Before her husband's death, the couple ran a carpet shop and Oxford Crown Court heard that Mrs Zaudy was "very comfortably well-off".
Police believe that Mrs Zaudy discovered Kalinowsica stealing money from the large stash of cash she kept in the house and a confrontation ensued.
Kalinowsica, Lis and his unwitting girlfriend, Monilca Sienkiewicz, took the suitcase on a London Underground train before being driven to Milton Common near Oxford, where they dumped the body in a field and set light to it.
A jury today found Kalinowsica, from Cavendish Avenue, Ealing, west London, guilty of murdering Mrs Zaudy.
Lis, 23, of the same address, was found guilty of assisting an offender in the disposal of a body.
Miss Sienkiewicz, 19, of the same address, was cleared of assisting an offender by removing evidence and by the removal of a body.
Lukasz Gadja, 25, also from Ealing, was also cleared of assisting an offender by removing a body.
Mrs Zaudy's charred remains were found in a field the day after Kalinowsica and Lis dumped it.

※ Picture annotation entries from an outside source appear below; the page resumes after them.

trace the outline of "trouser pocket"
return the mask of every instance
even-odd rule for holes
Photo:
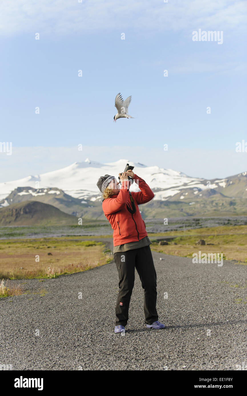
[[[116,253],[114,253],[114,261],[116,263],[116,267],[117,267],[117,269],[118,270],[118,276],[119,277],[120,280],[121,279],[122,276],[121,273],[121,263],[120,260],[118,259],[118,255]]]

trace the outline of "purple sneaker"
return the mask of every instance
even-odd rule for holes
[[[115,326],[114,333],[122,333],[122,332],[125,333],[125,327],[124,326],[122,326],[122,324],[120,324],[119,326]]]
[[[152,327],[153,329],[164,329],[165,326],[162,323],[160,323],[158,320],[156,320],[152,324],[147,324],[147,327]]]

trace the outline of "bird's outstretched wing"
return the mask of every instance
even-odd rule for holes
[[[124,102],[122,105],[122,107],[123,108],[123,112],[126,114],[128,112],[128,108],[129,106],[129,103],[131,102],[131,96],[129,96],[128,98],[125,99]]]
[[[115,99],[115,107],[117,109],[119,114],[121,114],[123,103],[123,98],[120,92],[118,94]]]
[[[115,99],[115,107],[118,110],[119,114],[127,114],[128,112],[128,108],[131,102],[131,96],[125,99],[124,101],[123,100],[120,92],[118,93]]]

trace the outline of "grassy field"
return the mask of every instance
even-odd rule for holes
[[[200,228],[186,230],[185,236],[181,231],[166,232],[165,235],[172,236],[168,239],[168,244],[159,245],[155,242],[155,236],[161,234],[149,234],[153,242],[152,250],[166,254],[181,257],[192,257],[193,253],[201,250],[204,253],[223,253],[224,260],[235,260],[247,263],[247,226],[224,226],[210,228]],[[165,236],[164,237],[165,240]],[[198,245],[199,239],[205,241],[205,245]]]
[[[247,225],[222,226],[152,234],[151,250],[166,254],[192,257],[193,253],[223,253],[225,260],[247,264]],[[156,238],[167,238],[161,245]],[[99,235],[97,238],[112,235]],[[37,278],[42,281],[60,275],[87,270],[113,259],[102,242],[95,236],[70,236],[33,239],[4,239],[0,245],[0,297],[21,294],[21,287],[8,290],[6,280]],[[196,244],[204,240],[205,245]]]
[[[81,237],[5,240],[0,247],[0,279],[55,278],[102,265],[112,259],[101,242]]]

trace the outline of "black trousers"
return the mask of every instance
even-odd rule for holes
[[[116,306],[116,326],[126,326],[129,307],[135,281],[135,268],[144,289],[145,323],[152,324],[158,320],[156,310],[156,276],[149,246],[114,254],[119,277],[119,292]]]

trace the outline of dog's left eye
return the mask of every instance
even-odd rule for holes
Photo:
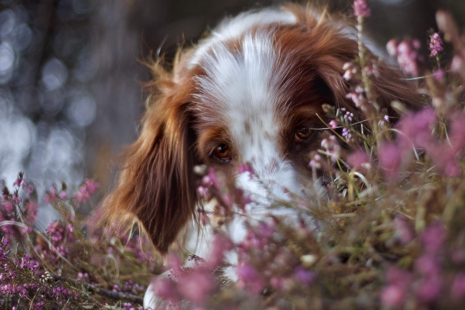
[[[213,150],[213,152],[216,155],[217,157],[223,160],[227,160],[231,158],[229,148],[224,144],[218,145]]]
[[[302,126],[298,128],[295,131],[295,142],[298,143],[306,140],[310,136],[310,135],[312,134],[312,132],[313,130],[305,126]]]

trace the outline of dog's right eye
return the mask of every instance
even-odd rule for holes
[[[213,150],[213,152],[217,157],[223,160],[228,160],[231,159],[229,148],[224,144],[217,146]]]

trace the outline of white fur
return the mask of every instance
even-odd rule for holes
[[[270,211],[263,206],[272,199],[289,199],[289,192],[299,195],[303,188],[297,181],[301,176],[299,172],[280,153],[282,147],[279,145],[279,135],[282,130],[279,128],[282,123],[279,118],[283,111],[277,106],[279,103],[286,102],[288,86],[293,81],[279,86],[291,66],[285,55],[279,54],[273,46],[272,27],[258,31],[251,29],[258,24],[278,26],[296,21],[290,12],[271,9],[243,13],[227,19],[200,41],[186,65],[188,68],[200,65],[205,72],[201,76],[195,77],[193,81],[199,91],[193,105],[196,114],[207,124],[215,125],[221,119],[238,150],[240,160],[250,163],[256,172],[254,175],[243,173],[235,180],[237,185],[254,202],[246,206],[246,212],[254,221],[272,212],[286,214],[296,222],[297,214],[294,211]],[[356,40],[353,28],[349,28],[340,27],[341,33]],[[239,53],[232,51],[226,44],[233,39],[241,40]],[[240,217],[234,218],[226,229],[235,243],[246,237],[246,230]],[[186,251],[206,257],[212,229],[206,228],[199,236],[193,227],[189,233]],[[234,264],[237,262],[237,253],[230,253],[226,258]],[[237,279],[233,268],[226,272],[232,280]],[[146,309],[154,309],[162,303],[154,295],[153,287],[151,284],[144,297]]]

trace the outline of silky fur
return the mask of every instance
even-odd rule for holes
[[[137,219],[164,254],[198,222],[195,165],[222,171],[249,191],[265,184],[279,197],[298,194],[311,179],[308,154],[320,142],[315,130],[296,143],[296,128],[324,127],[316,114],[323,117],[324,103],[361,116],[346,98],[352,82],[342,77],[344,64],[358,53],[349,25],[298,5],[249,12],[180,51],[172,70],[153,66],[140,135],[121,158],[103,206],[106,218]],[[392,100],[420,106],[415,86],[398,69],[381,61],[379,71],[373,88],[390,115]],[[230,149],[227,162],[212,154],[222,144]],[[238,175],[244,163],[253,167],[254,184]]]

Police initially issued an appeal for help in identifying the body, which was obviously that of an elderly woman.
But it was not until Mrs Zaudy's worried bridge partners reported her missing that officers could put the pieces together.
The pensioner had been strangled in her own flat and kicked and stamped on as she lay on the floor.
After the killing, Kalinowsica bought cleaning products with Mrs Zaudy's own cash cards and scrubbed the flat clean of all traces.
During the three-and-a-half-week trial, the jury saw CCTV footage of Kalinowsica and Lis, accompanied by Miss Sienkiewicz, lugging a heavy suitcase away from Mrs Zaudy's flat.
But the jury heard that Miss Sienkiewicz had no idea of what the suitcase really contained and thought they were helping Kalinowsica carry wet blankets home to dry.
The trio took a Tube train to Ealing Broadway, where they met Mr Gadja, who was waiting to collect them in his car.
He had been told that Kalinowsica had been "paid good money" to destroy some documents and thought that the suitcase contained these papers.
Miss Sienkiewicz went home none the wiser about what her boyfriend and his mother were doing and the remaining three drove down the M40 to Oxfordshire.
Kalinowsica, who denied the charges against her, told the court that before her death Mrs Zaudy had built up a large debt while playing bridge.
She said the elderly woman demanded to borrow ?10,000 from her cleaner to pay the debt.
In return, she said, Mrs Zaudy allowed her to use her bank cards to recoup the borrowed money.
But the jury rejected her explanation and Judge Hall sentenced her today to life in prison with a minimum term of 20 years.
He said: “The jury have convicted you on overwhelming evidence of the murder of Thea Zaudy. She was a defenceless, frail, elderly lady who was otherwise very much on the ball.
"Having killed her, you went out and spent all her money in a spree of spending.
“The killing was utterly callous and thereafter you have been devious and manipulative in the way you got other people to help you.”
Sentencing Lis to four years, half of which will be served on parole, Judge Hall said: “I have no doubt that your mother was the driving force behind this terrible catalogue of events.
“You are no angel but I'm not sure how much of a devil you are. I think you were drawn into this by your mother.”